A acidificação com ácido L(+)-láctico, comparativamente com a efectuada com ácido L(+)-tartárico, apresenta uma maior eficácia quanto ao aumento da acidez total, embora tal se não verifique quanto à diminuição de pH. Tal facto é explicado pelos valores de potássio, de ácido L(+)-tartárico e de alcalinidade das cinzas que, e ainda mais uma vez, demonstram a ocorrência de precipitações de hidrogenotartarato de potássio nos vinhos acidificados com este ácido.

Comparação dos ensaios A (acidificação em mosto branco) e B (acidificação em vinho branco) No que se refere ao efeito sobre a diminuição de pH, a acidificação, mais eficiente com ácido L(+)-tartárico, é superior quando realizada em vinho.
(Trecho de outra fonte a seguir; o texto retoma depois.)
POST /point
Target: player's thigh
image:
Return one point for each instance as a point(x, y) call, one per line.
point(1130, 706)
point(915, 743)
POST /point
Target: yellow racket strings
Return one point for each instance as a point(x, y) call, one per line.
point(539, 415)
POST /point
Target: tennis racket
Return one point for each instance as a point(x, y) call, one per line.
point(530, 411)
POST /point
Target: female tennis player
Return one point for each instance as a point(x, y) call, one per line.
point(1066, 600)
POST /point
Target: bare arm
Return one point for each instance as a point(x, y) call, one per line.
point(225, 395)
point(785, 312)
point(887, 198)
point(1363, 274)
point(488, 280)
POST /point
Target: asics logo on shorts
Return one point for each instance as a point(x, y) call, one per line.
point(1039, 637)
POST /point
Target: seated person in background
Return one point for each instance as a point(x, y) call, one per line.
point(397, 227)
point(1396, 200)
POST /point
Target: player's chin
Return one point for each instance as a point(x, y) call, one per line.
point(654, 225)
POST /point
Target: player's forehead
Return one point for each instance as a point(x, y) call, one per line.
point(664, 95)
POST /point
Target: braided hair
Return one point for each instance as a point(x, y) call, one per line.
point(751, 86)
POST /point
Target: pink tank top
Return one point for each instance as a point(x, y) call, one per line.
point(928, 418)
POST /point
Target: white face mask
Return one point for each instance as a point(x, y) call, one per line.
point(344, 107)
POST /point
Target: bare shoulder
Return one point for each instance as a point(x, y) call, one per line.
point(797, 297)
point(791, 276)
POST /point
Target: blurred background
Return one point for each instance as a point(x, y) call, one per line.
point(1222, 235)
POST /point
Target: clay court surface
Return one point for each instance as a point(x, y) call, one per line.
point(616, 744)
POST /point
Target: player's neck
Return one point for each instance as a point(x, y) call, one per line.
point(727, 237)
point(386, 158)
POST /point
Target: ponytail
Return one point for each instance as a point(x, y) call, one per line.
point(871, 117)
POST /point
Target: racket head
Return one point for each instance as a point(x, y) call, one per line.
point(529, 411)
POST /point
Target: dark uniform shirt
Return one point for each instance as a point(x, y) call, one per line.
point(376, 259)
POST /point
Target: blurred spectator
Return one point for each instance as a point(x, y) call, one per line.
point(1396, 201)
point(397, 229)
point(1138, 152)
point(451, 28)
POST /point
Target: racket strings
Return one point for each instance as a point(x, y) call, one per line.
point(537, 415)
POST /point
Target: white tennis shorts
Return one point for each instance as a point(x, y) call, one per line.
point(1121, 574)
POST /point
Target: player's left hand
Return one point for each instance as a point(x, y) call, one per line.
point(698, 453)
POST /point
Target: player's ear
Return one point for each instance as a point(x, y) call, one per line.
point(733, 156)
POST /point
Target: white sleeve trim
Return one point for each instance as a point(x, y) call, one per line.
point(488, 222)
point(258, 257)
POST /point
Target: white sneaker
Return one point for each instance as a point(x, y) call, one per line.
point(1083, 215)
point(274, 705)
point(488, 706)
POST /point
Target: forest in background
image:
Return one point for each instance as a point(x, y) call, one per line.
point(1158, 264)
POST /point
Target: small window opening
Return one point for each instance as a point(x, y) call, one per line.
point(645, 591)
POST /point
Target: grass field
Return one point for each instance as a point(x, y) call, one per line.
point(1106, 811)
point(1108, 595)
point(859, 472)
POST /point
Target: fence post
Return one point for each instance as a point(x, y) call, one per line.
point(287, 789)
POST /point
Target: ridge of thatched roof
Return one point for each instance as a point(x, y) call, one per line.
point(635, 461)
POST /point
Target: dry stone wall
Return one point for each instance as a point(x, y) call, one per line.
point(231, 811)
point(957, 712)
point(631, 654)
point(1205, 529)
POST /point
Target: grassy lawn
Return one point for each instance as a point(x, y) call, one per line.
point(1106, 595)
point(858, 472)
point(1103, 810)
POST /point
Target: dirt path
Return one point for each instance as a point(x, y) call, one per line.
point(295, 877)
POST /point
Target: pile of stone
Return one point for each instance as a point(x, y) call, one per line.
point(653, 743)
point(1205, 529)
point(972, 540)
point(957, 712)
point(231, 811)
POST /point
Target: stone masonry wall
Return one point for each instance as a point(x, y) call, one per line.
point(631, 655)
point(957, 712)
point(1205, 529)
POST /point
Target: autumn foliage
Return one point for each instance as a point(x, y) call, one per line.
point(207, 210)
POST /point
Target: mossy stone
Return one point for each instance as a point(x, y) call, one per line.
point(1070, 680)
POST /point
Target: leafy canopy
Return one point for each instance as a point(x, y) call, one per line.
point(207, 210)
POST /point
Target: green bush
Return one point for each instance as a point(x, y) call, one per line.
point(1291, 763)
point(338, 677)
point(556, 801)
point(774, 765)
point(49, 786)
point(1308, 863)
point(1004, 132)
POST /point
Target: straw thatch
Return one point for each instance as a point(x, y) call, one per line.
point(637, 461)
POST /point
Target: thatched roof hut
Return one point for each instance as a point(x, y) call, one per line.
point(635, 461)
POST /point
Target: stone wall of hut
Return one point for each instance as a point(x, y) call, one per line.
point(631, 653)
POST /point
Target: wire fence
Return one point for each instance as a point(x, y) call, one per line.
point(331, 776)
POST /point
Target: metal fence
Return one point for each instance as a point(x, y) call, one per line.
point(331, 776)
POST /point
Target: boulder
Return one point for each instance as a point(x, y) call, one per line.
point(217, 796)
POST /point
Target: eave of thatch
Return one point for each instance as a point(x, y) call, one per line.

Por outro lado, o efeito da acidificação sobre o aumento da acidez total, é mais eficiente com o emprego de ácido L(+)-láctico, e é superior quando realizada antes da fermentação (em mosto).

Os teores encontrados para os dois ácidos, bem como para o potássio e para a alcalinidade das cinzas explicam perfeitamente estes factos, como anteriormente se referiu: a acidificação com ácido L(+)-tartárico está sempre associada à precipitação de hidrogenotartarato de potássio, conduzindo pois a uma quebra de eficácia do seu poder acidificante, que pode inclusivamente ser inferior ao correspondente ao ácido L(+)-láctico, cujo emprego parece não afectar a estabilidade fisico-química do meio.

Por outro lado, nenhum dos agentes acidificantes parece originar precipitações de tartarato de cálcio de imediato, o que seria de esperar tendo em consideração a conhecida cinética associada a estas precipitações, bem como o facto das determinações analíticas nos vinhos terem sido realizadas muito cedo (apenas 3 meses após a vinificação).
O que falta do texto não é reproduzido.